The Great Lakes are a stunning feat of nature. Many who see them for the first time say that just one actually looks like an ocean, they are so large across the horizon. There are five Great Lakes in North America: Lakes Superior, Huron, Michigan, Ontario, and Erie. These lakes drain into the Atlantic Ocean via the St. Lawrence River, and are the remnants of glaciers that melted about 14,000 years ago. Experts are not entirely sure of their age but it is estimated that Lake Erie is about 10,000 years old, Lake Ontario 7,000 years, and Lakes Huron, Superior, and Michigan about 3,000 years old.
The Great Lakes have been extremely important in growing the economies of both Canada and the United States. Every great lake except for Lake Michigan straddles the border between both countries, and all have functioned as entry and exit points to the continent by sea. This has promoted international trade and helped bring prosperity to larger North American cities like Toronto, Michigan, Chicago, Milwaukee, and Cleveland. The Great Lakes Region is so large that eight US states comprise the area, creating a space with a varied yet shared economic and historic identity.
Located in the American Midwest next to Indiana, Illinois has an upper righthand corner bordering Lake Michigan. Known as the “Land of Lincoln,” this state is full of farmland, wetlands, rolling hills, urban centers, and forests. Though Springfield is its capital, Chicago is its largest city. Chicago was first settled in 1830 as a water transit hub but soon grew into a large metropolis responsible for processing and transporting the raw materials of America’s heartland like wheat, tools, and livestock. It is now home to 8.8 million people.
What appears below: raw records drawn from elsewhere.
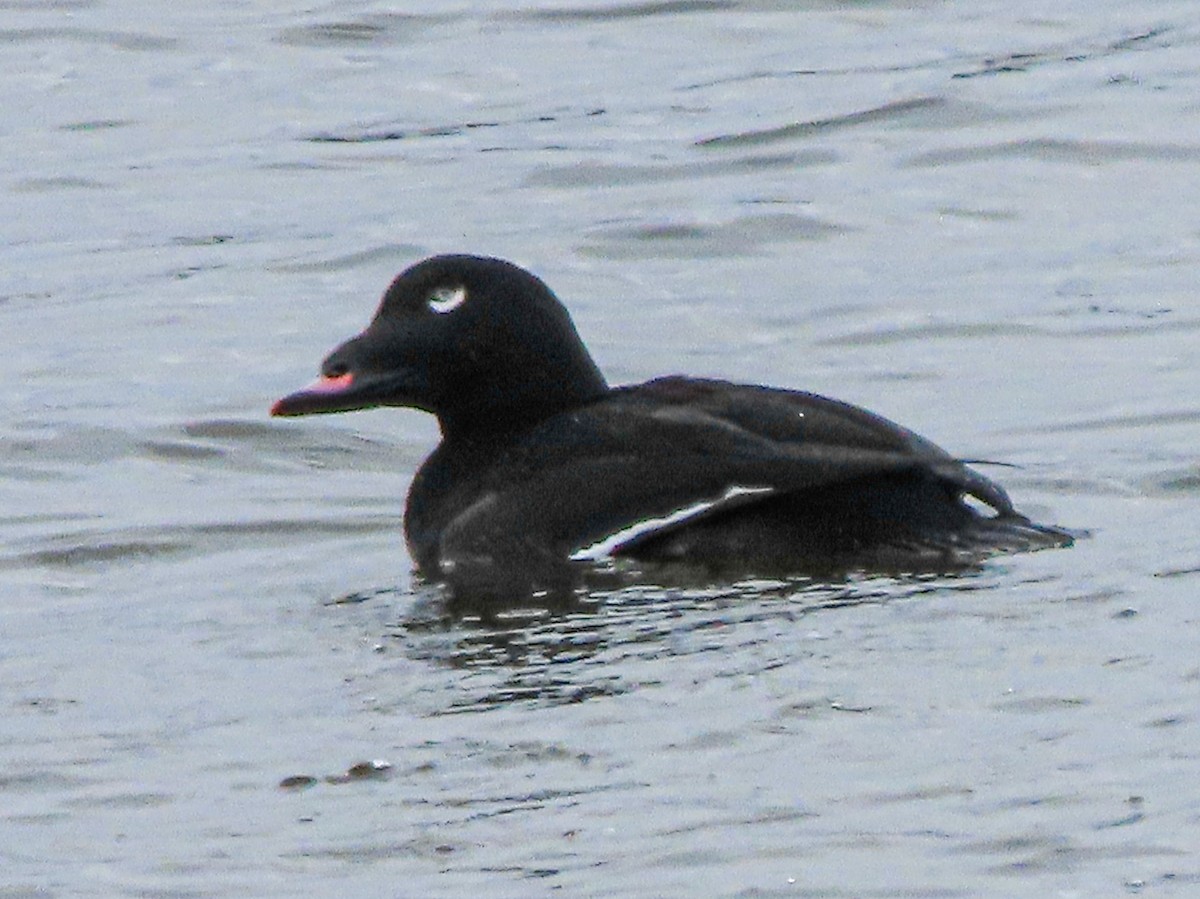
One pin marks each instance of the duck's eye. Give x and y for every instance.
(447, 299)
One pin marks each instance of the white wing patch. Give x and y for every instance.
(604, 547)
(447, 299)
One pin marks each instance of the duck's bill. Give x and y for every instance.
(343, 393)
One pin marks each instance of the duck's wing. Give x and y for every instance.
(664, 455)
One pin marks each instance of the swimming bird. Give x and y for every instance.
(543, 467)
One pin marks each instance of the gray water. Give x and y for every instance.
(217, 676)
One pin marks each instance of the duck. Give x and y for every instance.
(544, 468)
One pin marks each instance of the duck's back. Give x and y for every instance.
(720, 474)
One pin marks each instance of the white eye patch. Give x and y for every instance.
(447, 299)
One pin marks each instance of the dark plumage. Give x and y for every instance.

Indiana is another Midwestern state that borders Lake Michigan in the state's northwest border. This area is a hub of manufacturing in the US, and is also a leading producer of corn, poultry, and soybeans. It is also home to the country’s second-largest automotive industry. Indiana enjoys four solid seasons of weather and hosts the Indianapolis 500 annually, which involves cars racing 500 miles on a 2.5-mile track.
Michigan borders on its namesake lake, Lake Michigan, and also on Lakes Huron and Erie. It has numerous other bodies of fresh water within its borders as well. In fact, each person in Michigan is said to be no further than about 6 miles from some natural body of water, making this state a sought-after tourist destination for fishing, hunting, boating, and other outdoor activities. In addition to tourism, this state’s major industries include manufacturing and agriculture.
Almost 10 million people now live in Michigan, and famous people from this state include Eminem, Madonna, Kid Rock, and Jerry Bruckheimer.
A small slice of Minnesota’s northeastern border sits on the shores of Lake Superior. The rest of the state borders on North Dakota, South Dakota, Wisconsin, and Iowa. Known for its blustery, icy cold winters, Minnesota got the name the “Bread and Butter State” at the 1902 Pan-American Exposition in Buffalo because of its high-quality flour and dairy products. Like Michigan, it has many bodies of freshwater, totalling over 15,000. Manufacturing, mining, agriculture, and energy production are this state’s top industries.
4. New York
Home to the country’s biggest city as well as rolling hills, farms, and forest, New York State borders on the Atlantic Ocean to the east, and Lake Ontario and Lake Erie to its north. Called the “Empire State” due to its wealth of natural resources and entrepreneurship, New York’s motto “Excelsior” means “ever upward.” The Dutch first settled the area that is now New York City in 1624, and the rest, as they say, is history.
With Lake Erie on its northern border, Ohio is another watery state whose name means “great river” in the Iroquois language. There are 88 counties in this midwestern state and about 11.6 million inhabitants living across 72,138 square miles. The large cities of Columbus and Cleveland are both found in Ohio, contributing to the area’s diverse economy. Ohio was traditionally a hub for assembling cars and manufacturing steel but in recent years the state has branched out into more food processing and areas like bioscience in order to adjust to modern changes.
Tucked in between New York and Ohio, Pennsylvania is home to about 12.8 million people. It was nicknamed the “Keystone State” for its role in the founding of the US, as a keystone is a wedge-shaped stone that holds the others in place in the middle of an architectural archway.
Known for being the state in which the Declaration of Independence, the US Constitution, and the Gettysburg Address were all written, Pennsylvania is rich in history. This state is also home to Frank Lloyd Wright’s Fallingwater house, as well as the cities of Pittsburgh and Philadelphia, and thousands of Amish people who live a traditional life.
Touching on the shores of both Lake Michigan and Lake Superior, Wisconsin is a Midwestern state with about 5.8 million inhabitants. This state is the country’s leading dairy producer and makes legendary cheese—for the US, that is. Tourism, the production of paper products, and information technology are also important to Wisconsin’s economy.